二、上訴人則以:兩造為和解時,被上訴人除交付系爭支票外,並言明每月償還20萬元以清償其餘款項,致伊誤信而訂定系爭和解書,伊已依民法第92條規定,以104年3月11日民事答辯狀(下稱系爭答辯狀)之送達為撤銷和解之意思表示。又伊不同意拋棄其餘請求權,故對於重要之爭點有錯誤而為和解,亦得依同法第738 條第3款規定,請求撤銷。另被上訴人於103年11月25日清償20萬元,要求伊簽收,竟利用原十行紙空白處偽填非事實之文字,盜蓋伊印章,不能據此認伊拋棄其餘款項之請求權。況伊於同年月29日欲取回和解書,被上訴人復表示會慢慢償還其餘款項,縱系爭和解書有效,兩造亦已另成立和解契約,被上訴人仍應償還伊362萬元,其提起債務人異議之訴,亦無理由等語,資為抗辯。並聲明:
(一)被上訴人之訴駁回。
(二)訴訟費用由被上訴人負擔。
三、原審判決系爭執行事件之強制執行程序,應予撤銷。上訴人不服,提起上訴,經本院前審廢棄原判決,並駁回被上訴人原審之訴,被上訴人提起第三審上訴,案經最高法院第一次發回更審,上訴人除引用原審及本院前審所提陳述外,於本院補陳略以:
(一)伊於簽訂系爭和解書時,是在不知情之狀況下簽訂拋棄條款。
(二)103年11月23日下午,因系爭確定判決判伊勝訴確定,被上訴人蓄意讓伊誤解,而與親友前去訴外人宋子禎那裡,當時有許多「兄弟」亦在場,而簽立系爭和解書。嗣同年月29日伊前去被上訴人家中,錄音檔是全程的錄音檔。簽立系爭和解書當下,被上訴人向伊表示每月償還20萬元,伊年紀大了,見被上訴人下跪要自殺,在旁親友就說原諒被上訴人,致伊於誤解之下,未看系爭和解書內容即簽名等語。
(三)上訴聲明:
1.原判決廢棄。
2.上開廢棄部分,被上訴人在第一審之訴駁回。
3.第一、二及發回前第三審訴訟費用由被上訴人負擔。
四、被上訴人除引用原審及本院前審陳述外,於本院補充陳述略以:
(一)兩造所簽立之系爭和解書記載:「緣雙方就臺灣高等法院花蓮分院103年度上字第41號股別:為股判決,乙方李宜玲部分,應清償金額達成和解協議如次:①本契約簽訂時乙方即支付甲方(被告)壹佰拾捌萬柒仟陸佰肆拾貳元整。附吉安農會壹張支票號碼AA0000000。②綜上揭給付外,甲方其餘請求權抛棄。」可知,上訴人當場收領被上訴人簽發面額1,187,642元支票後,拋棄其餘對被上訴人之請求權。且上訴人於本院前審中自認其係高職肄業(花蓮商校),閱讀、書寫無任何障礙,難謂無法理解系爭和解書上所載之文字。
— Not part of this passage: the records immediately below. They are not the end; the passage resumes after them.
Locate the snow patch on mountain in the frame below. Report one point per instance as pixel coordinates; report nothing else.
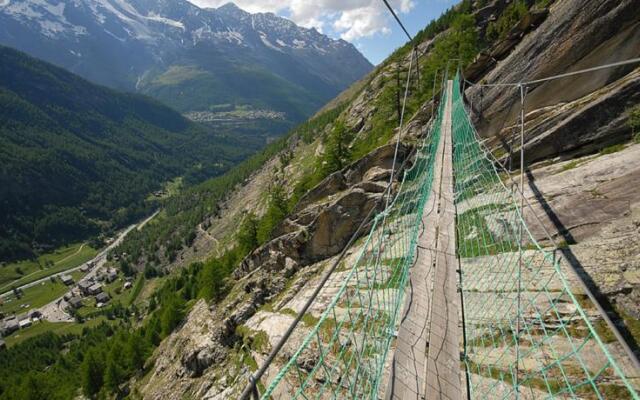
(167, 21)
(266, 42)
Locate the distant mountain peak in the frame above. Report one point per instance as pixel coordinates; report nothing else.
(230, 6)
(185, 55)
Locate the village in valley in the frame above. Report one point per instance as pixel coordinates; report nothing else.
(83, 300)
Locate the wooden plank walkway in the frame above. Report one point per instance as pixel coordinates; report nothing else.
(443, 360)
(409, 377)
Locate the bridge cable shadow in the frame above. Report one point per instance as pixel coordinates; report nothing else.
(573, 261)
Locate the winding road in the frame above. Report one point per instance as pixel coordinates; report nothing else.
(98, 261)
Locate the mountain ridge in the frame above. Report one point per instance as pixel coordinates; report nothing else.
(135, 44)
(79, 157)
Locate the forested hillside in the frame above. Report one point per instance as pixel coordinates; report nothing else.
(78, 159)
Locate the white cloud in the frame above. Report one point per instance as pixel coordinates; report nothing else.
(351, 19)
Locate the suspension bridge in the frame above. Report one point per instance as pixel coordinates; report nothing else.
(450, 296)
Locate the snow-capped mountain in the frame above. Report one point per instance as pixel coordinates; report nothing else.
(192, 58)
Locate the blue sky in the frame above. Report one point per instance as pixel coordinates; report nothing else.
(377, 47)
(365, 23)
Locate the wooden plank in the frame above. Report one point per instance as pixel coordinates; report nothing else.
(443, 360)
(407, 379)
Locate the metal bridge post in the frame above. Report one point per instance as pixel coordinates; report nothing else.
(521, 238)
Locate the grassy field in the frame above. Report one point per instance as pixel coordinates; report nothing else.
(60, 328)
(24, 272)
(37, 296)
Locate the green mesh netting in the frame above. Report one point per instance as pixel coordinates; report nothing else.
(529, 331)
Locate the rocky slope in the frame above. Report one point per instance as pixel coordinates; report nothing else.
(192, 59)
(584, 196)
(581, 189)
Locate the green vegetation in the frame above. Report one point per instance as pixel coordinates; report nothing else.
(175, 227)
(25, 272)
(634, 123)
(507, 20)
(96, 356)
(66, 145)
(33, 297)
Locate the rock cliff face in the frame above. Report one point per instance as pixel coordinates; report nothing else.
(584, 193)
(580, 156)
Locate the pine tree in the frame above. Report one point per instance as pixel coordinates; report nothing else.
(212, 280)
(92, 371)
(248, 234)
(276, 213)
(135, 352)
(172, 314)
(337, 153)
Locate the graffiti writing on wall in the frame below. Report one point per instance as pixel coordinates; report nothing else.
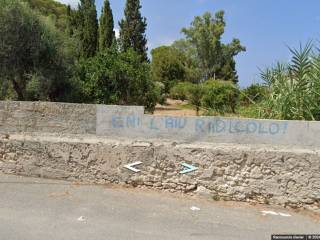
(200, 125)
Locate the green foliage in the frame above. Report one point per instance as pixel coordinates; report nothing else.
(220, 96)
(106, 32)
(253, 94)
(34, 58)
(167, 66)
(52, 9)
(294, 88)
(215, 59)
(181, 91)
(117, 78)
(133, 28)
(87, 28)
(195, 95)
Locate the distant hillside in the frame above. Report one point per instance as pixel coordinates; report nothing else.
(50, 8)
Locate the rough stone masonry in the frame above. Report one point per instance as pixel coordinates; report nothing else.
(226, 170)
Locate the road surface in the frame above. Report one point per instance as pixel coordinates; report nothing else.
(35, 209)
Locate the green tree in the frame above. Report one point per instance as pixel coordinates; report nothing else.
(106, 28)
(215, 59)
(220, 96)
(34, 58)
(195, 95)
(87, 27)
(133, 28)
(54, 10)
(117, 78)
(168, 66)
(294, 88)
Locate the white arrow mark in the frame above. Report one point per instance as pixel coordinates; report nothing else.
(189, 168)
(131, 166)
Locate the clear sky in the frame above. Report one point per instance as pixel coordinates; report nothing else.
(265, 27)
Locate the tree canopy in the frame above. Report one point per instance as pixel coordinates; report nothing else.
(133, 29)
(106, 28)
(33, 55)
(214, 58)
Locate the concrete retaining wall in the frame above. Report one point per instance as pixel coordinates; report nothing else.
(131, 122)
(227, 172)
(238, 159)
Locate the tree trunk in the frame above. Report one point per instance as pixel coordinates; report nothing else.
(18, 89)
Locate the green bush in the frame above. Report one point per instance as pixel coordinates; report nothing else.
(34, 58)
(195, 95)
(115, 77)
(253, 94)
(180, 91)
(220, 96)
(294, 88)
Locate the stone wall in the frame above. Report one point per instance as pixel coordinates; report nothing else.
(131, 122)
(265, 161)
(228, 172)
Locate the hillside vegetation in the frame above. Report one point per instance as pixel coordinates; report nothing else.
(56, 11)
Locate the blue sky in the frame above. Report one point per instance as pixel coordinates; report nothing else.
(265, 27)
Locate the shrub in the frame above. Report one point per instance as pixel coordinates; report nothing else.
(220, 96)
(253, 94)
(195, 94)
(117, 78)
(180, 91)
(294, 88)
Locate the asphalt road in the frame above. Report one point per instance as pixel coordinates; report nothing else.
(34, 209)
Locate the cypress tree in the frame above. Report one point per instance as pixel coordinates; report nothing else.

(二)上訴人雖稱兩造於103年11月22日簽訂系爭和解書時,被上訴人曾表示除交付系爭支票外,每月再償還20萬元,然此與系爭和解書第2點所載不符。且若以被上訴人每月再償還20萬元為和解之條件,絕不可能於系爭和解書記載上訴人拋棄其餘請求,或未將之刪除。更何況當時在場之訴外人,均為與被上訴人於本院前審立場相對之人,在未詳細確認系爭和解書之內容與自身權利,即簽名捺印,難謂有何重要爭點之錯誤。且上開主張並未記載於系爭和解書,以及證人宋子禎於原審之證述,可知兩造並未就事後是否再償還部分明確約定,縱被上訴人曾口頭表示償還,亦屬自然債務,不得為上訴人聲請強制執行之標的。
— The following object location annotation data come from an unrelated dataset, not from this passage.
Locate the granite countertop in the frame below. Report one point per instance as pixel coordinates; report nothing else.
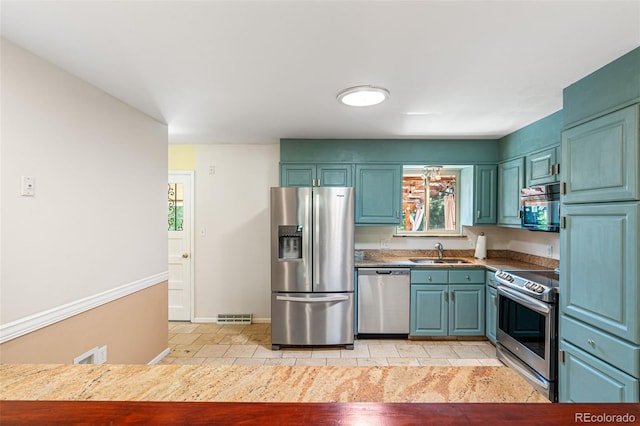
(491, 264)
(400, 258)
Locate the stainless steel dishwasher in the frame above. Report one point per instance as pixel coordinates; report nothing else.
(383, 300)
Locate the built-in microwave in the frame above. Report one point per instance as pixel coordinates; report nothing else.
(540, 207)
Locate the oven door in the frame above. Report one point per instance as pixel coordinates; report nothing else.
(527, 328)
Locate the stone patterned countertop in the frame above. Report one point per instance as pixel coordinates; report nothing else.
(492, 264)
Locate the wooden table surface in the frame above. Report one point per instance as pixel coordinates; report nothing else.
(239, 413)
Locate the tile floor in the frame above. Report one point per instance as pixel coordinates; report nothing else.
(213, 344)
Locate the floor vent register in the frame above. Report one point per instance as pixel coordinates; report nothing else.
(234, 319)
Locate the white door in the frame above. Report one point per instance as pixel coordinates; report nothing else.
(180, 209)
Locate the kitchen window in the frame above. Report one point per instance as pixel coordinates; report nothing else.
(175, 201)
(430, 201)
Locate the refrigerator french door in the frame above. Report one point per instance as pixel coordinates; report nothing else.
(312, 266)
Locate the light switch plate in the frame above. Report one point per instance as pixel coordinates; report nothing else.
(28, 186)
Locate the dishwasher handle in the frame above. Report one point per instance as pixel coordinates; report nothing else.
(383, 271)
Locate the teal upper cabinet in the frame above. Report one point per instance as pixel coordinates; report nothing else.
(599, 249)
(378, 194)
(486, 186)
(335, 175)
(309, 174)
(600, 159)
(479, 195)
(614, 86)
(510, 182)
(543, 167)
(297, 174)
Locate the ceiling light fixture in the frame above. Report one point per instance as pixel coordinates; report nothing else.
(363, 95)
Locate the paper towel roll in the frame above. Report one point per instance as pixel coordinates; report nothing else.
(481, 247)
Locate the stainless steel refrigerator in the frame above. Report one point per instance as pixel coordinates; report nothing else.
(312, 266)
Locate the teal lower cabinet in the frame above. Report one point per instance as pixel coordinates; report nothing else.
(447, 303)
(491, 307)
(466, 309)
(429, 310)
(585, 378)
(595, 366)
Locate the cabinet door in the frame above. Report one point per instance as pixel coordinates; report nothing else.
(466, 310)
(491, 309)
(485, 196)
(303, 174)
(599, 276)
(334, 175)
(584, 378)
(600, 159)
(510, 182)
(378, 190)
(428, 310)
(542, 167)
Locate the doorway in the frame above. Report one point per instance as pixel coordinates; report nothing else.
(180, 253)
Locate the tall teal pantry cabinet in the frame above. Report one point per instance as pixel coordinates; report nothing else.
(599, 333)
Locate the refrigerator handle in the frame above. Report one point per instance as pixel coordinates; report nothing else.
(336, 298)
(316, 239)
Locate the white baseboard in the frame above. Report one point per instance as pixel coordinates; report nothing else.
(159, 357)
(43, 319)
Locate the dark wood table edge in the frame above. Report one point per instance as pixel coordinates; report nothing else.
(287, 413)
(三)再者,上訴人於103年11月25日復立字據,表示受領被上訴人20萬元作為兩造系爭確定判決之第一、二審訴訟費用之賠償,嗣後不再向被上訴人要求其他賠償或其他異議等語,即明確表示不再向被上訴人請求之意思,此有證人陳春蘭於原審之證詞可佐,足認該字據之內容係依上訴人當天所述而寫下,應符合上訴人本人之意思。
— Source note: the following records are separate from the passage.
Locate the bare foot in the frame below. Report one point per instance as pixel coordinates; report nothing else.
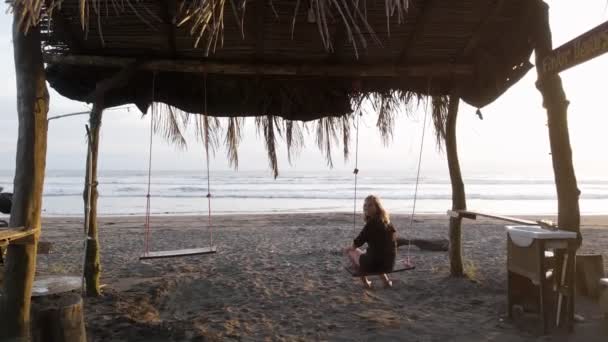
(366, 282)
(387, 281)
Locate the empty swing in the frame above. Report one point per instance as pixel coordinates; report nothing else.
(403, 264)
(177, 252)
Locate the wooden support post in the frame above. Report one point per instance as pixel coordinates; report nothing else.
(458, 195)
(32, 109)
(92, 267)
(554, 100)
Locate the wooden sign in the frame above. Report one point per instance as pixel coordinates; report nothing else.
(580, 49)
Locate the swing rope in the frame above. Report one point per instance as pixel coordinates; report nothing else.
(180, 252)
(356, 172)
(209, 225)
(147, 222)
(411, 225)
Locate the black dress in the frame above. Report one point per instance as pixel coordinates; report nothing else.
(381, 247)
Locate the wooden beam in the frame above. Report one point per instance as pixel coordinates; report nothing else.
(318, 70)
(92, 267)
(494, 8)
(458, 194)
(424, 16)
(32, 108)
(587, 46)
(554, 100)
(72, 37)
(115, 81)
(12, 235)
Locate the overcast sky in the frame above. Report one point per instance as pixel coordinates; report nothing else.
(512, 138)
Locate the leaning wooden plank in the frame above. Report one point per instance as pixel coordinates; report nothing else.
(178, 253)
(400, 266)
(473, 215)
(9, 235)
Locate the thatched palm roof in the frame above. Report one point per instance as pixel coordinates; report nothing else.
(274, 56)
(294, 59)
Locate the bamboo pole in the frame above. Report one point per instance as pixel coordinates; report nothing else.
(458, 194)
(32, 109)
(554, 100)
(92, 267)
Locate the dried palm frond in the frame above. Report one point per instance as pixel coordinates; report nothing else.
(440, 115)
(327, 132)
(346, 123)
(168, 122)
(208, 130)
(233, 138)
(205, 18)
(266, 125)
(293, 137)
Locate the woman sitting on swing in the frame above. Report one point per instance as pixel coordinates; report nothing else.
(380, 236)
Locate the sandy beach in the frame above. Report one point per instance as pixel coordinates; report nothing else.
(281, 278)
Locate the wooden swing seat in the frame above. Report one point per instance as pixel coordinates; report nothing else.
(178, 253)
(400, 266)
(472, 215)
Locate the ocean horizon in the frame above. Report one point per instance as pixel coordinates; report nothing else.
(183, 192)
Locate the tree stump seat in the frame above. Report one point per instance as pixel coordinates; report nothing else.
(58, 317)
(604, 296)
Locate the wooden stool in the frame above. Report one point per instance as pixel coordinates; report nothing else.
(531, 284)
(57, 313)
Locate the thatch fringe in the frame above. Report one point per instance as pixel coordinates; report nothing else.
(440, 115)
(266, 124)
(206, 17)
(328, 131)
(170, 123)
(294, 138)
(232, 140)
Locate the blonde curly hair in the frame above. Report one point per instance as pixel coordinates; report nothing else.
(381, 213)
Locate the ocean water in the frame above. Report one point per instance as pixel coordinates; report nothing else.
(183, 193)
(四)上訴人稱被上訴人於103年11月29日曾向上訴人表示除償還上開138萬餘元外,剩餘金錢會慢慢償還,屬另成立和解契約之意思表示,然依據該日錄音之譯文6分34秒至6分36秒,宋子禎:「362萬怎麼還你們在(再)商量」,被上訴人:「那不可能,那不可能,我不要,因為我有合(和)解書,我有唯一證據在這邊」,可證兩造並無成立新和解契約之意。縱認兩造間另成立和解契約,惟當日上訴人至被上訴人住處,發現被上訴人未在家,即以強暴手段將被上訴人鐵門踢破,欲強行進入,適時被上訴人返家。且被上訴人一人獨自面對眾多長輩親戚,以及訴外人等不斷以言語逼迫被上訴人返還剩餘金錢之情況下,被上訴人所受之壓力已達不能抗拒程度而說出將返還剩餘之金額,係在上訴人及訴外人等強暴脅迫下所為之意思表示,自得依民法第92條之規定主張撤銷。
(五)答辯聲明:
1.上訴駁回。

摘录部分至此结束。